Alain vai de Kundera a Conrad para mostrar, com os livros que ele confia, que é capaz de decifrar a sua existência pelo viés literário. Intelectual íntegro, Finkielkraut tem levado a cabo uma sólida e fértil obra ensaística, oferecendo uma severa crítica da deriva experimentada pela noção, ilustrada e racional, de “cultura” na segunda metade do século XX, ao ser modificada pelo que tem sido chamado de “estudos culturais”.
Em seu livro “Um coração inteligente”, ele põe-se todo à serviço da literatura, sem artifícios, mas com um profundo conhecimento e, mais do que nada, uma profunda paixão pela vida, pela democracia e pela arte.

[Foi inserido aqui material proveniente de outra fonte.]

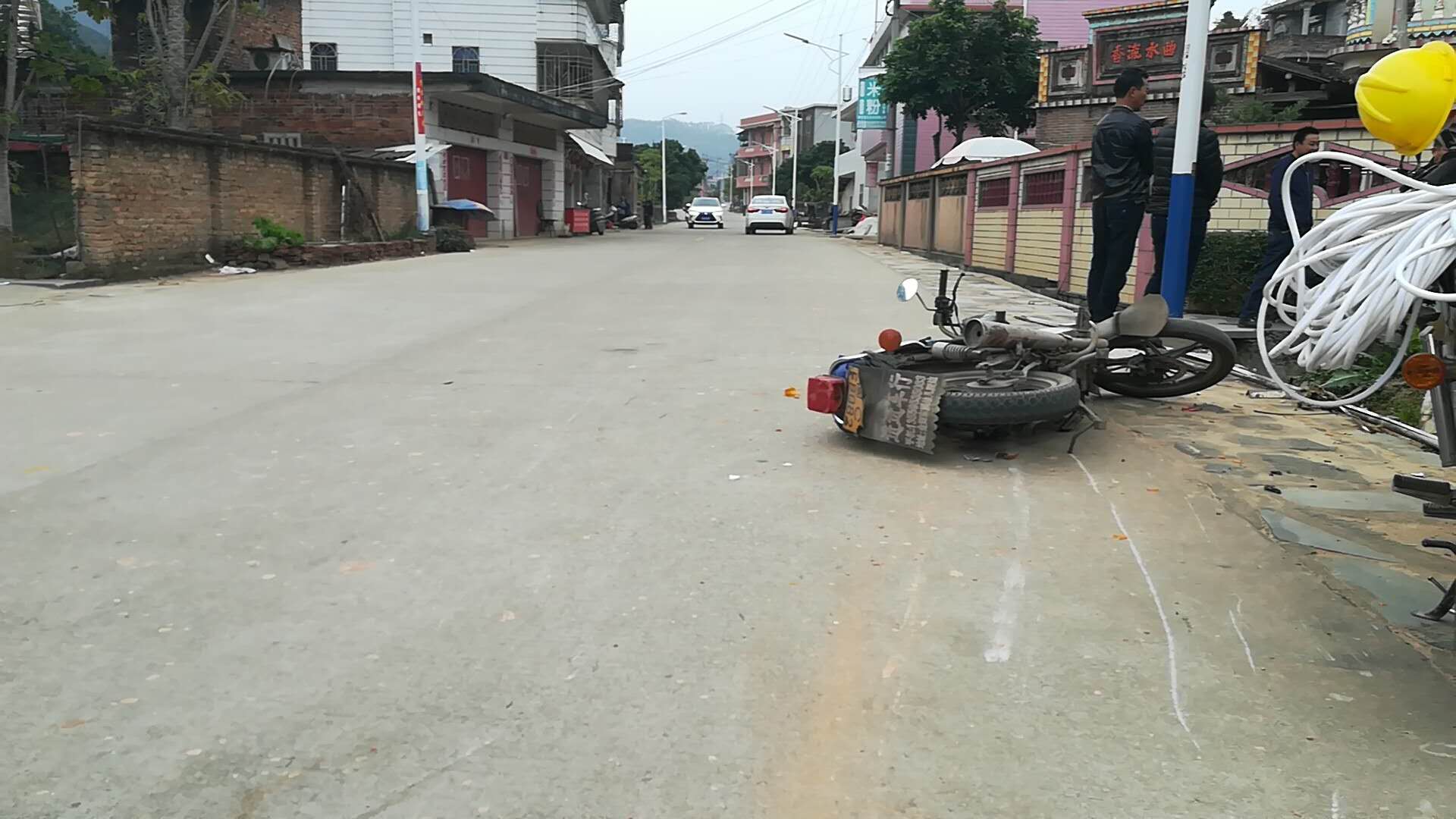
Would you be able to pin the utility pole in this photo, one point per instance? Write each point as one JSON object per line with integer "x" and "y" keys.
{"x": 1185, "y": 148}
{"x": 421, "y": 169}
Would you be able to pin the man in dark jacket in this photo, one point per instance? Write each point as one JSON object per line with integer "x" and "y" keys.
{"x": 1282, "y": 241}
{"x": 1207, "y": 178}
{"x": 1122, "y": 165}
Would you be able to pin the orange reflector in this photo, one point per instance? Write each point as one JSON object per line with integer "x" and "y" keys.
{"x": 1423, "y": 371}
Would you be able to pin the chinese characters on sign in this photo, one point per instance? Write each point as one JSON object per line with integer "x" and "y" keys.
{"x": 1158, "y": 50}
{"x": 871, "y": 112}
{"x": 1139, "y": 53}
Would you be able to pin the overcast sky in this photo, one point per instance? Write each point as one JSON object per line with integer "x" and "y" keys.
{"x": 698, "y": 57}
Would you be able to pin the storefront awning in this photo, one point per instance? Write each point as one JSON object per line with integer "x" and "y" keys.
{"x": 592, "y": 150}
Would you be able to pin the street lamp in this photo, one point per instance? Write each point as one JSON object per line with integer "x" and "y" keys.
{"x": 748, "y": 165}
{"x": 794, "y": 140}
{"x": 839, "y": 89}
{"x": 664, "y": 159}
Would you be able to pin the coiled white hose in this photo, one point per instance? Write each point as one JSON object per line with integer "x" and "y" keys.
{"x": 1379, "y": 256}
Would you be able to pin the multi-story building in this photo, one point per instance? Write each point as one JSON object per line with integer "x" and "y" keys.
{"x": 816, "y": 124}
{"x": 890, "y": 143}
{"x": 516, "y": 148}
{"x": 764, "y": 137}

Finkielkraut interessa-se por examinar o trabalho do autor, ir profundamente ali e "em vez de proceder por item, interessa-se em contar uma história." Ele assume o papel de defender a Literatura como o caminho para a informação, tanto no âmbito pessoal quanto num escopo universal. Sem a literatura “as leis da vida são apenas uma lista de idéias conhecidas, mas sem jurisprudência”.
Essa literatura que valoriza Finkielkraut cura a arrogância. Ele oferece um remédio para figuras esquecidas, deixadas às margens da história. De fato, como dito no prólogo, “Um coração inteligente” é um conjunto de ensaios sobre romances e leitores. É a reivindicação da literatura como ciência social. E o autor ainda consegue ser modesto neste livro fascinante. São nove histórias e nove formas de “rever” o mundo. Com a literatura e com o coração “inteligente”.
Um coração inteligente/ Civilização Brasileira/238p./R$ 37,00.